Jutho commented 1 year ago

In addition to the response of Lukas, I'd like to add that we came to the conclusion that, in typical use cases (at least typical to us, i.e. tensor network algorithms) there are various other places where temporaries are created. As such, a solution to cache or otherwise reduce the allocation cost of a these temporaries should be more general, probably to be developed in a standalone package. The cache in the older TensorOperations versions also did not offer much control as to when to release the cached objects, other than setting the maximum size and relying on the LRU mechanism.

Also, it seems other communities are facing similar issues, so hopefully a more general global solution will be developed, either in a package (e.g. Recyclers.jl ) or in the Julia language itself.
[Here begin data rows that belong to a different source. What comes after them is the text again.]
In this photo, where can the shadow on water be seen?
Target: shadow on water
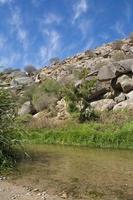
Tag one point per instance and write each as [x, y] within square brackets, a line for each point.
[82, 173]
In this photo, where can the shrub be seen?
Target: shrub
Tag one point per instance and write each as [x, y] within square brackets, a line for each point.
[119, 55]
[131, 37]
[42, 101]
[30, 69]
[50, 86]
[54, 60]
[8, 132]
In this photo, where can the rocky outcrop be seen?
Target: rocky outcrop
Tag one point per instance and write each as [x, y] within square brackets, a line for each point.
[61, 108]
[26, 108]
[23, 81]
[111, 66]
[125, 82]
[103, 104]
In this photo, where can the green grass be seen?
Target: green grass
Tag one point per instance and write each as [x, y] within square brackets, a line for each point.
[93, 134]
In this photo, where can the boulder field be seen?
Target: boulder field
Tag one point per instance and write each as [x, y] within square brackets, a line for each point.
[111, 66]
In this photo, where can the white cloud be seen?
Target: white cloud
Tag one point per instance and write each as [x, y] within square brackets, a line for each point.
[52, 48]
[79, 8]
[52, 18]
[2, 41]
[104, 36]
[89, 44]
[5, 1]
[10, 60]
[128, 12]
[119, 28]
[18, 27]
[84, 26]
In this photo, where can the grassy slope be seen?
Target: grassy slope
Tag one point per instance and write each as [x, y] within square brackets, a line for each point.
[93, 134]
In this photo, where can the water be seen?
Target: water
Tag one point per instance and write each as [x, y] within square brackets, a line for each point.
[81, 173]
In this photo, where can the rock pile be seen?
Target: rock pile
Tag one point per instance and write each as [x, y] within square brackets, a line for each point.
[110, 65]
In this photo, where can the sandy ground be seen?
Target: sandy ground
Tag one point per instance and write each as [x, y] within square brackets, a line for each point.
[9, 191]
I think an ideal solution would be that a user/developer is able to mark a particular section of code, e.g. a particular hot loop, such that all temporaries (possibly created with a special allocate call, and also manually released with a free cal) within that section of code are cached or otherwise recycled using some buffer, which is then released completely when that piece of code is finished.

We hope that the current interface of TensorOperations v4, and the way the macro is parsed, is sufficiently general to allow an easy adoption of such future developments.

sents commented 1 year ago

Thank you a lot for your answers. I ran into the same problem of needing to cache other things but TensorOperation calls but I just reused the TensorOperations cache for that. It makes sense to decouple caching and I'm satisfied understanding that tensoralloc and tensorfree! are meant as interfaces to implement an allocation strategy that fits the need of the problem.